Angola’s parliament has unanimously passed a new start-up law to support its growing tech ecosystem, boost the digital economy, and close key regulatory gaps.
The law distinguishes start-ups from traditional small businesses by emphasising scalability, technology adoption, and global market potential. It is positioned as a core pillar of the national digital transformation strategy.
The framework is designed to improve legal certainty, attract investment, and stimulate innovation across sectors increasingly shaped by software and digital infrastructure, says Rui Miguêns de Oliveira, Minister of Industry and Commerce.
The legislation introduces a clear legal definition of startups while setting a maximum $3.5 million (approximately 3.2 billion kwanzas) annual revenue cap with no minimum threshold.

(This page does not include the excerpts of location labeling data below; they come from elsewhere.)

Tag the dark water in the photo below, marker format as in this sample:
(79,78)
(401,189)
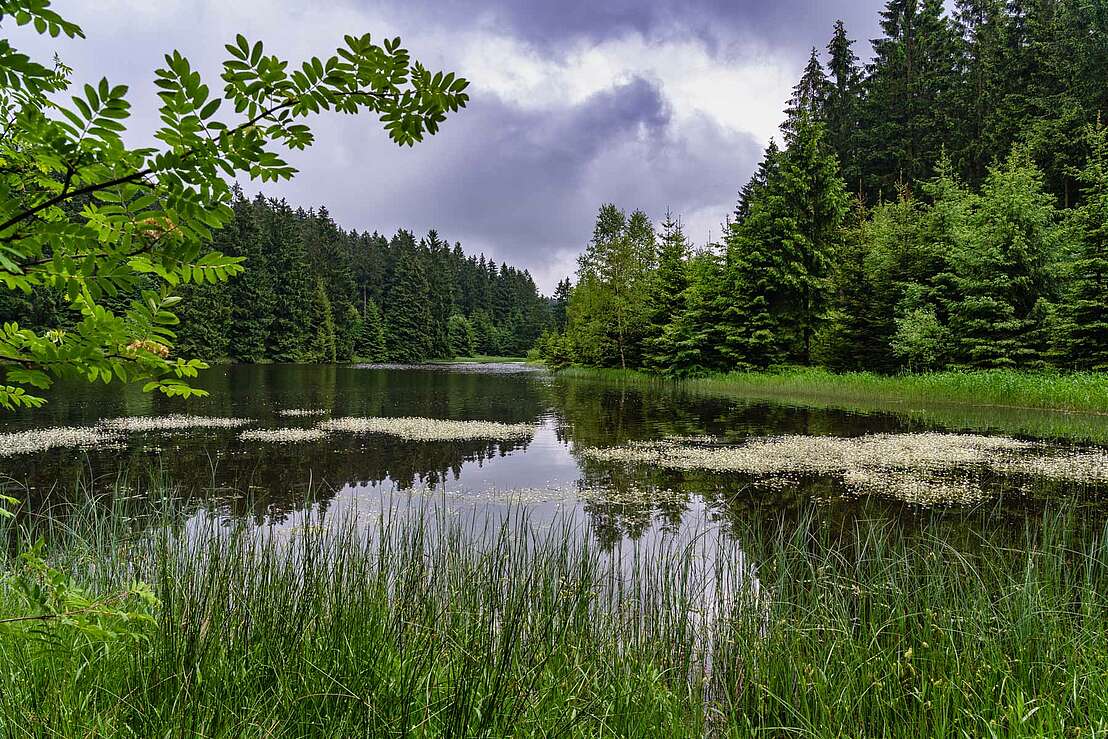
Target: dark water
(272,482)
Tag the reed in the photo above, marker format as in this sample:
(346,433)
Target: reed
(420,622)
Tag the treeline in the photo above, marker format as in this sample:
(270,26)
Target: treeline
(315,293)
(947,206)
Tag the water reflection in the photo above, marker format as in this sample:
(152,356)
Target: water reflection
(269,482)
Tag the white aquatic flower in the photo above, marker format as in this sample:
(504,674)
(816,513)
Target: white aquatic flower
(422,429)
(283,435)
(173,422)
(924,469)
(40,440)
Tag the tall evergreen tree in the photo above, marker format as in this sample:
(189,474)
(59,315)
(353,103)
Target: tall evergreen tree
(252,295)
(408,310)
(321,348)
(290,330)
(1088,332)
(841,108)
(809,96)
(666,297)
(1005,269)
(370,344)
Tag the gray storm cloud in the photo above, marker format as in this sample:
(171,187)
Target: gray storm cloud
(514,176)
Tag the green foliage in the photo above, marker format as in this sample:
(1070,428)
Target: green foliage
(461,338)
(370,344)
(612,289)
(921,341)
(321,349)
(666,297)
(1004,268)
(86,217)
(407,310)
(1088,305)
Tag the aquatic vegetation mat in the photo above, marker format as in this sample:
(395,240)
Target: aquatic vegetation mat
(423,429)
(40,440)
(173,422)
(925,469)
(283,435)
(109,431)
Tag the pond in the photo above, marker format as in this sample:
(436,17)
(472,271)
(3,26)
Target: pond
(627,458)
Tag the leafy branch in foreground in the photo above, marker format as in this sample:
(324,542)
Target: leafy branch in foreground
(116,229)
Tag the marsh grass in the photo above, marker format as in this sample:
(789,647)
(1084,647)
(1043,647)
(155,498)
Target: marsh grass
(1045,404)
(418,623)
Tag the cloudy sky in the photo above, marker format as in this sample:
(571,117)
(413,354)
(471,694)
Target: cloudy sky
(645,103)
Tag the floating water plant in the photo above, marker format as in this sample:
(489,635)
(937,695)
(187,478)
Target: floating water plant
(40,440)
(283,435)
(924,469)
(173,422)
(422,429)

This provision allows authorities to recognise early-stage and pre-revenue ventures within the start-up category, says Oliveira.
The policy supports wider government efforts to grow the ecosystem, including the $125 million AfDB-backed Crescer Project (Youth Employment Project) and initiatives like DIGITAL.AO.

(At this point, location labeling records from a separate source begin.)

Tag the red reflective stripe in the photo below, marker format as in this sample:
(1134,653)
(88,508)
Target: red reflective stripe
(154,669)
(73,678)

These programmes, alongside partnerships with the International Finance Corporation, aim to improve access to funding, mentorship, and infrastructure.
However, the legislation lands against a backdrop of structural constraints that could limit its immediate impact.
Angola’s start-up ecosystem remains underfunded and fragmented, with limited access to early-stage capital and weak investor networks.
Fewer than 2% of identified start-ups have secured venture funding, according to a recent assessment by Launch Base Africa.
Deal activity, particularly below $250,000, remains limited, while angel and seed-stage investment structures are largely absent.
A 2024 UNDP report shows Angola attracts only a small share of start-up funding in Southern Africa, lagging behind peers like Botswana, Namibia, and Zambia.
The law signals Angola’s intent to transition from an oil-dependent economy toward technology-enabled growth.
Its success will depend on whether regulatory clarity can be matched with capital formation and sustained ecosystem support, notes the ministry.